“Plastics my boy, plastics are the future.”
This is a quote from back in the 60’s by Walter McGuire in the film, “The Graduate.” The 60s was the period when plastics began to replace other materials such as wood and metal. Plastic is easily formed into whatever shape one wants. Plastics can be made rigid or bendable, soft or hard. Plastic is also cheap. It helped rid the oil industry of the problem of what to do with petroleum byproducts from making gasoline and other petroleum fuels.

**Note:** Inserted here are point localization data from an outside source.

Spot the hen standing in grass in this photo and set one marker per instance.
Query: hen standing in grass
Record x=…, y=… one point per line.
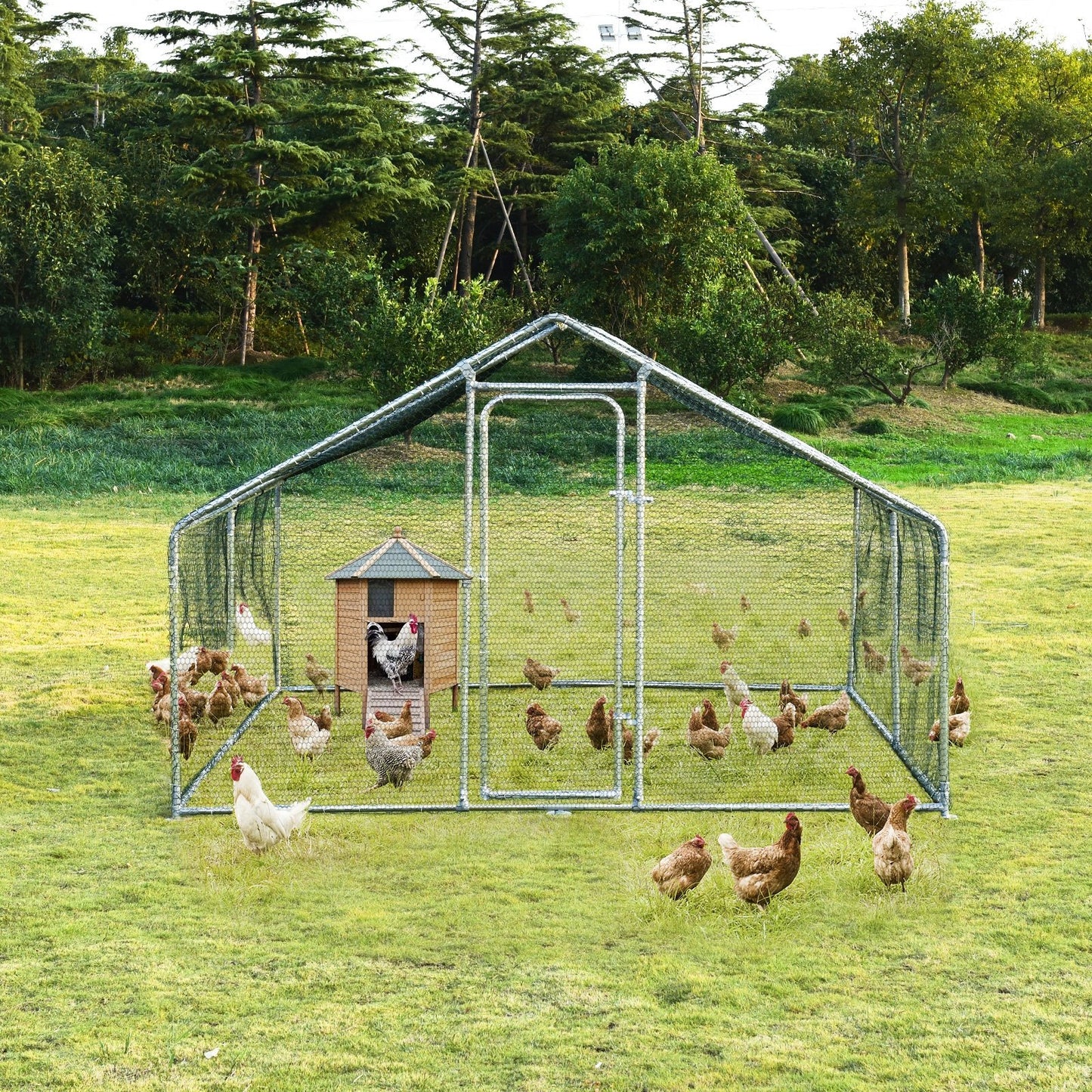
x=393, y=765
x=537, y=674
x=891, y=856
x=682, y=871
x=761, y=874
x=834, y=718
x=724, y=638
x=318, y=674
x=959, y=701
x=760, y=729
x=600, y=725
x=261, y=824
x=308, y=738
x=868, y=809
x=542, y=728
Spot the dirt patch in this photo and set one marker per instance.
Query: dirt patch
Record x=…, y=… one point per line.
x=399, y=453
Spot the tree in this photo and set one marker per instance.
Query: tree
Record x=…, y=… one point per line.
x=54, y=253
x=461, y=24
x=1043, y=153
x=966, y=323
x=685, y=71
x=848, y=346
x=635, y=236
x=245, y=88
x=731, y=336
x=892, y=88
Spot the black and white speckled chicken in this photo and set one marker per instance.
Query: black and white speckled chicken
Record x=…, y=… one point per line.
x=393, y=765
x=395, y=657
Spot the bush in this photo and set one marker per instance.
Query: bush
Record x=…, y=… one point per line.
x=848, y=348
x=871, y=426
x=799, y=417
x=731, y=336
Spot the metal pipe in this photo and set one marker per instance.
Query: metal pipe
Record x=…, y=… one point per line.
x=907, y=759
x=620, y=491
x=561, y=388
x=942, y=772
x=468, y=591
x=639, y=621
x=577, y=806
x=277, y=588
x=851, y=670
x=174, y=582
x=554, y=395
x=484, y=599
x=657, y=685
x=227, y=745
x=896, y=628
x=230, y=579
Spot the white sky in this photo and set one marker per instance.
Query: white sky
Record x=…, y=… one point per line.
x=792, y=26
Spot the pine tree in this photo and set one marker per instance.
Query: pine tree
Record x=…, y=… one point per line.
x=289, y=124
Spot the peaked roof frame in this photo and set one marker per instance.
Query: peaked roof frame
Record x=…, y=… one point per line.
x=415, y=407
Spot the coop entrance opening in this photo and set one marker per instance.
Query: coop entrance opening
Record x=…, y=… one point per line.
x=532, y=616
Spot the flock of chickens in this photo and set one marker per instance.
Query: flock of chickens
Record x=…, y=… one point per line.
x=760, y=874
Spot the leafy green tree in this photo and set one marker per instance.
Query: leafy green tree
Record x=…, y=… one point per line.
x=54, y=255
x=633, y=236
x=846, y=346
x=1044, y=152
x=966, y=323
x=892, y=100
x=686, y=73
x=287, y=122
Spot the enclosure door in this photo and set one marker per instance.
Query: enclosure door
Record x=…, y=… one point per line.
x=552, y=600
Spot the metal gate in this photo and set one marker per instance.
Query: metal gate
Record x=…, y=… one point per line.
x=615, y=649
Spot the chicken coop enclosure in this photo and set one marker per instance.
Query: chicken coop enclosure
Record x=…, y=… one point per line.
x=621, y=540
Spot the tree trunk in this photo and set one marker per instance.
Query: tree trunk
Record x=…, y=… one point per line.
x=903, y=249
x=979, y=252
x=470, y=210
x=1040, y=308
x=250, y=296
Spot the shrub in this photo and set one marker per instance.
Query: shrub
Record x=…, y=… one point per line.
x=964, y=323
x=871, y=426
x=799, y=417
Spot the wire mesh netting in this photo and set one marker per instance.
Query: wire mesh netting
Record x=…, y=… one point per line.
x=753, y=557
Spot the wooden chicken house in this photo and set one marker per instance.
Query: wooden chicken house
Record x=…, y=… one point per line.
x=385, y=586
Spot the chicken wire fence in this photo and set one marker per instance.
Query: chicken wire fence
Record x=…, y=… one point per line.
x=614, y=540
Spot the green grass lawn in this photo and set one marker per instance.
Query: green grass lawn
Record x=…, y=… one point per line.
x=518, y=951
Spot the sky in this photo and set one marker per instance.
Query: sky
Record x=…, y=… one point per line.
x=792, y=26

So, what is the status of plastic now? Plastic has become the great protector, keeping us safe. Not only has plastic pretty much replaced wood and metal for a host of uses, but it is also an important part of our medical establishment which uses the substance for everything. Try to find anything in a hospital room that doesn’t depend on plastic to work. Keep in mind that when a patient is removed from a room, all of the plastic is discarded. Plastic wraps and contains our food and drink protecting these items from spoiling or being contaminated. It double wraps almost everything we buy. It prevents me from getting into a bottle of medicine I need to kill the pain in my leg. It also is the main cause of puncture wounds from people using a knife or scissors to try to open the plastic encased goods we buy.
Everything is wrapped in plastic. It’s for our safety you know. That plastic on your OTC pain killer that has some knarly side effects keeps some crazy person from putting cyanide in the bottle and replacing it on the shelf just for you. Halloween candy encased in plastic, and consisting mostly of high fructose corn syrup that is not at all good for you or the kids, is made safe, safer than those homemade cookies, brownies, and candied apples people used to give to trick-or-treaters. The plastic encasing those earphones that are going to give you a brain tumor, keeps people from stealing the merchandise thereby raising the cost to the rest of us. Hoorar for cheap merchandise! Let us not forget the spork, the pinnacle of plastics and one of the most useless tools ever created to fill a landfill.
Do I smell profit here?
Where does all of this plastic go when it can’t be used anymore? Is it recycled? Nope! Most of it can’t be recycled. Does it all go to the landfill? Well, a lot of it does, but when it does, most of it takes centuries to decompose. Some plastic gets into our food and water and eventually into us and other animals. Tons upon tons of it is reduced to tiny micro particles, has nanoparticles of aluminum and barium added to it, and this mixture of poisons is sprayed into the atmosphere to change the climate. No studies have been done to see what the effects and side effects could be. Now, for a limited time you can breathe it in, drink it in, and eat it in your food. I hear it can cause some problems when the stuff builds up in the body. What the hell! Can’t live forever.
In the 1960s, there was a phrase going around that was popular with our youth and in alternative media. “Plastic people,” was the phrase and if you called someone a plastic person, it meant that they were fake. I would say that the meaning has changed somewhat. Plastic people now literally means people partially composed of plastic.